Have a guess for yourself — and cross your fingers they’re early springers which are open for angling below I-5.
Spring chinook fishing is currently open to boat and bank anglers on a daily basis from Buoy 10 near the mouth of the Columbia River upstream to the Interstate 5 bridge. Under the new rules adopted today, the sport fishery will expand upriver to Beacon Rock from March 1 through April 6. During that period, the sport fishery will close on three Tuesdays – March 20, March 27 and April 3 – to accommodate commercial fisheries.
Starting March 1, bank anglers will also be allowed to fish from Beacon Rock up to the fishing boundary below Bonneville Dam.
Above Bonneville Dam, the fishery will be open to boat and bank anglers on a daily basis from March 16 through May 2 between the Tower Island powerlines six miles below The Dalles Dam and the Washington/Oregon state line, 17 miles upriver from McNary Dam. Bank anglers can also fish from Bonneville Dam upriver to the powerlines during that time.
Starting March 1, anglers fishing downriver from Bonneville Dam may retain one marked, hatchery-reared adult spring chinook as part of their daily catch limit. Above the dam, anglers can keep two marked adult spring chinook per day effective March 16.

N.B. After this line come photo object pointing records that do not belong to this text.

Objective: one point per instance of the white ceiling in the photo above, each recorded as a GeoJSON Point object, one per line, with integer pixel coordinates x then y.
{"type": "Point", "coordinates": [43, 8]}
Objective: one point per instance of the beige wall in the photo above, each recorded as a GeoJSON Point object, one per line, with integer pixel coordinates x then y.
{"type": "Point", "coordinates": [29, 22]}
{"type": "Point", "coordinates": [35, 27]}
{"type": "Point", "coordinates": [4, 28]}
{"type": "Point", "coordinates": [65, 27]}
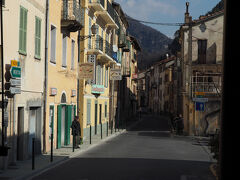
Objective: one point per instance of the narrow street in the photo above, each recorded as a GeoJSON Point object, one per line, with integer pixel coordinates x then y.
{"type": "Point", "coordinates": [147, 151]}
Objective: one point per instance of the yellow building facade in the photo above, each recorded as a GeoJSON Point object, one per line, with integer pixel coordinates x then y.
{"type": "Point", "coordinates": [65, 19]}
{"type": "Point", "coordinates": [98, 49]}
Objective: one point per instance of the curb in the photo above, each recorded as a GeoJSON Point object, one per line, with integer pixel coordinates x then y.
{"type": "Point", "coordinates": [213, 170]}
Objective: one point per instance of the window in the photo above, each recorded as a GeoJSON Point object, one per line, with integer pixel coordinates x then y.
{"type": "Point", "coordinates": [72, 58]}
{"type": "Point", "coordinates": [106, 78]}
{"type": "Point", "coordinates": [38, 38]}
{"type": "Point", "coordinates": [99, 74]}
{"type": "Point", "coordinates": [89, 33]}
{"type": "Point", "coordinates": [105, 109]}
{"type": "Point", "coordinates": [202, 50]}
{"type": "Point", "coordinates": [88, 111]}
{"type": "Point", "coordinates": [53, 45]}
{"type": "Point", "coordinates": [64, 51]}
{"type": "Point", "coordinates": [23, 31]}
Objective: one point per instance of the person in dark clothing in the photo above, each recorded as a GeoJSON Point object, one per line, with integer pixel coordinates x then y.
{"type": "Point", "coordinates": [76, 131]}
{"type": "Point", "coordinates": [179, 125]}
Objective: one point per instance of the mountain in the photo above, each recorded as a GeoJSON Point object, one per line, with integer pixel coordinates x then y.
{"type": "Point", "coordinates": [153, 43]}
{"type": "Point", "coordinates": [218, 7]}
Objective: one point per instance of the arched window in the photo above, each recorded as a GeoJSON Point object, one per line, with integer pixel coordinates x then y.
{"type": "Point", "coordinates": [63, 98]}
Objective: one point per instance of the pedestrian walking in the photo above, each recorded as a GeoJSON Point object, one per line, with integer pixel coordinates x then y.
{"type": "Point", "coordinates": [76, 131]}
{"type": "Point", "coordinates": [179, 124]}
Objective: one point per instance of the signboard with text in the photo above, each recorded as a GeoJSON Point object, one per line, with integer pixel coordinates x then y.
{"type": "Point", "coordinates": [115, 74]}
{"type": "Point", "coordinates": [86, 71]}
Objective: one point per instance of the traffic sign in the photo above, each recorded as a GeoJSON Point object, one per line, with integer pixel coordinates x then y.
{"type": "Point", "coordinates": [200, 99]}
{"type": "Point", "coordinates": [14, 63]}
{"type": "Point", "coordinates": [15, 82]}
{"type": "Point", "coordinates": [15, 72]}
{"type": "Point", "coordinates": [199, 106]}
{"type": "Point", "coordinates": [15, 90]}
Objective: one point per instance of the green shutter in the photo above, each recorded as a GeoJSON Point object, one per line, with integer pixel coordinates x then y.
{"type": "Point", "coordinates": [68, 123]}
{"type": "Point", "coordinates": [23, 31]}
{"type": "Point", "coordinates": [37, 38]}
{"type": "Point", "coordinates": [59, 119]}
{"type": "Point", "coordinates": [52, 120]}
{"type": "Point", "coordinates": [89, 111]}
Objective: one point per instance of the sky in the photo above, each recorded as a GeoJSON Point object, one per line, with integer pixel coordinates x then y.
{"type": "Point", "coordinates": [165, 11]}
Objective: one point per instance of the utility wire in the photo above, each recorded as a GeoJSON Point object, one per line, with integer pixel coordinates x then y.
{"type": "Point", "coordinates": [156, 23]}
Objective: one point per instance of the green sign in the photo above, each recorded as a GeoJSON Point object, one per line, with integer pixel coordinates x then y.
{"type": "Point", "coordinates": [97, 89]}
{"type": "Point", "coordinates": [15, 72]}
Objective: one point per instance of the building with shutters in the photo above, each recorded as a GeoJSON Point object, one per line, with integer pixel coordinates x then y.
{"type": "Point", "coordinates": [65, 19]}
{"type": "Point", "coordinates": [201, 68]}
{"type": "Point", "coordinates": [100, 49]}
{"type": "Point", "coordinates": [24, 32]}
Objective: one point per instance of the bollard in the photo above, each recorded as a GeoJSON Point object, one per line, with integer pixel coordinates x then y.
{"type": "Point", "coordinates": [90, 135]}
{"type": "Point", "coordinates": [101, 130]}
{"type": "Point", "coordinates": [111, 126]}
{"type": "Point", "coordinates": [51, 147]}
{"type": "Point", "coordinates": [73, 142]}
{"type": "Point", "coordinates": [33, 153]}
{"type": "Point", "coordinates": [107, 128]}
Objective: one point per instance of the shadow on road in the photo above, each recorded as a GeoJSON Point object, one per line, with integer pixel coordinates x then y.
{"type": "Point", "coordinates": [128, 169]}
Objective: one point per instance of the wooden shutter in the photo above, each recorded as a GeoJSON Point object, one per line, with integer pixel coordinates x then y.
{"type": "Point", "coordinates": [59, 119]}
{"type": "Point", "coordinates": [23, 31]}
{"type": "Point", "coordinates": [68, 123]}
{"type": "Point", "coordinates": [202, 51]}
{"type": "Point", "coordinates": [37, 37]}
{"type": "Point", "coordinates": [88, 111]}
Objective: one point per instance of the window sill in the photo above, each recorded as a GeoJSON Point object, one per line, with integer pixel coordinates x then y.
{"type": "Point", "coordinates": [22, 53]}
{"type": "Point", "coordinates": [37, 57]}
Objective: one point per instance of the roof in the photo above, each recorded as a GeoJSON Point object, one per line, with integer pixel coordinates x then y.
{"type": "Point", "coordinates": [208, 17]}
{"type": "Point", "coordinates": [135, 43]}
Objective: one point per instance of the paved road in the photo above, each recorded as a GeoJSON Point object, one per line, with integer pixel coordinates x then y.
{"type": "Point", "coordinates": [145, 152]}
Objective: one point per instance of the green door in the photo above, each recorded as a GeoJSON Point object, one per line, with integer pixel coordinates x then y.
{"type": "Point", "coordinates": [68, 122]}
{"type": "Point", "coordinates": [59, 120]}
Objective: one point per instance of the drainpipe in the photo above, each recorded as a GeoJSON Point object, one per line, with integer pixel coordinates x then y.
{"type": "Point", "coordinates": [45, 77]}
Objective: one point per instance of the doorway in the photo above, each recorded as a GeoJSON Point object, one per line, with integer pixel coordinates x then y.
{"type": "Point", "coordinates": [20, 133]}
{"type": "Point", "coordinates": [34, 130]}
{"type": "Point", "coordinates": [96, 105]}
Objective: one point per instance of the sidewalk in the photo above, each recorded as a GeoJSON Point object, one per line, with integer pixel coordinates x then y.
{"type": "Point", "coordinates": [23, 169]}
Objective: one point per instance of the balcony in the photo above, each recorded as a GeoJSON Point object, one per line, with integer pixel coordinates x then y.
{"type": "Point", "coordinates": [72, 16]}
{"type": "Point", "coordinates": [95, 45]}
{"type": "Point", "coordinates": [96, 5]}
{"type": "Point", "coordinates": [109, 15]}
{"type": "Point", "coordinates": [127, 47]}
{"type": "Point", "coordinates": [121, 38]}
{"type": "Point", "coordinates": [108, 53]}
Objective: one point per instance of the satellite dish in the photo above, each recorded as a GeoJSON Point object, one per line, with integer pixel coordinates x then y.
{"type": "Point", "coordinates": [115, 48]}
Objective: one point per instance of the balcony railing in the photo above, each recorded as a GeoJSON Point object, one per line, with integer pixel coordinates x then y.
{"type": "Point", "coordinates": [72, 15]}
{"type": "Point", "coordinates": [96, 43]}
{"type": "Point", "coordinates": [97, 4]}
{"type": "Point", "coordinates": [108, 49]}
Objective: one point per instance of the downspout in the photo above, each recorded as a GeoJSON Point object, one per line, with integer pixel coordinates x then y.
{"type": "Point", "coordinates": [45, 77]}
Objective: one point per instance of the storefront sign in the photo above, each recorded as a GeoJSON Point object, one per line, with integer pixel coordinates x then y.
{"type": "Point", "coordinates": [115, 74]}
{"type": "Point", "coordinates": [74, 93]}
{"type": "Point", "coordinates": [86, 71]}
{"type": "Point", "coordinates": [53, 91]}
{"type": "Point", "coordinates": [97, 89]}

This year’s forecast of 314,200 upriver spring chinook is up significantly from 2011, when 198,400 upriver fish were projected to enter the Columbia River. Although last year’s run exceeded that forecast, extremely high water conditions put a damper on catch rates for much of the season.
To guard against overestimating this year’s run, the states will again manage the fisheries with a 30 percent buffer until the forecast is updated in late April or early May.
Fishery managers from Washington and Oregon have already scheduled a meeting April 5 to review the catch and determine if the season can be extended. If the catch to that point has not reached the initial harvest guideline, the two states will consider an immediate extension, said LeFleur, the WDFW fishery manager.
“We’ve agreed to take a conservative approach until May, when we typically know how many fish are actually returning,” Le Fleur said. “If the fish return at or above expectations, we will look toward providing additional days of fishing on the river later in the spring.”